The scrutiny has started because the firm is accused of using "secret" software that let it operate in regions where it was banned or restricted.
The software, called "greyball", helped it identify officials seeking to stop the service running.
A spokesman for Uber declined to comment on the investigation, reported the Reuters news agency.
It is claimed greyball was used in several areas, including Portland, Oregon, where the ride service was still seeking official approval to operate.
In those areas, transport regulation officials posed as passengers in a bid to prove that the company was operating illegally. Greyball worked out who the officials were and blocked them from booking rides with the company's drivers.
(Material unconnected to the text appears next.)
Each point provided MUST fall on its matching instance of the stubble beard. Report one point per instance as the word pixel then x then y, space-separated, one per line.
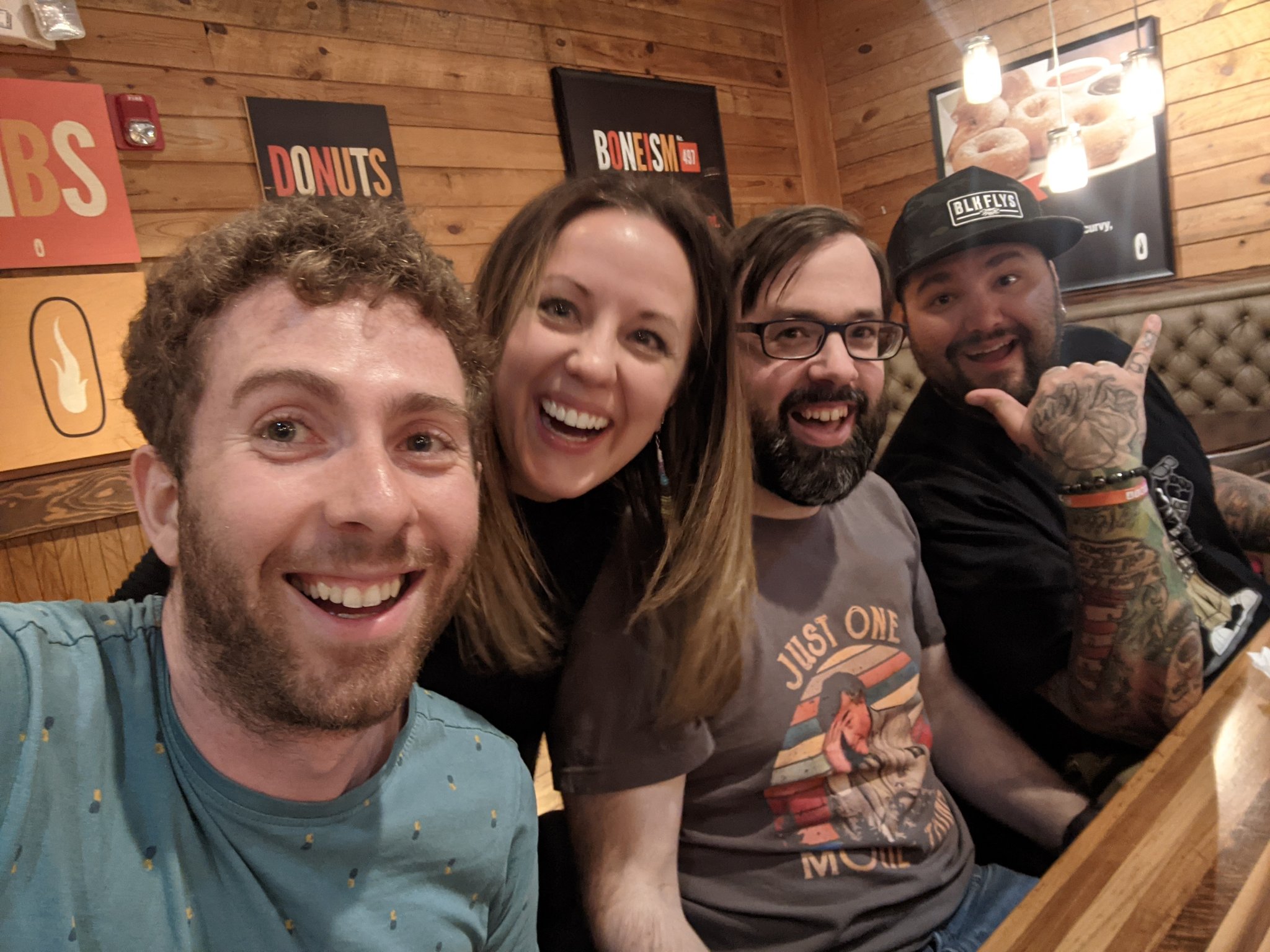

In a letter sent last week to transport regulators in Portland, Uber said it used the greyball software "exceedingly sparingly" in the city and had not used it since April 2015 when it was granted permission to operate.
Uber's use of the software was revealed by the New York Times earlier this year. Uber defended its use in a blog saying the software helped it work out if a ride request was legitimate. It helped Uber limit fraud and protect drivers from harm, it added.
It is not clear what sanctions Uber will face if the investigation finds that it did act illegally.
The criminal inquiry comes at a difficult time for Uber which has faced criticism on many fronts. It is currently fighting a lawsuit from Google-backed self-driving car firm Waymo.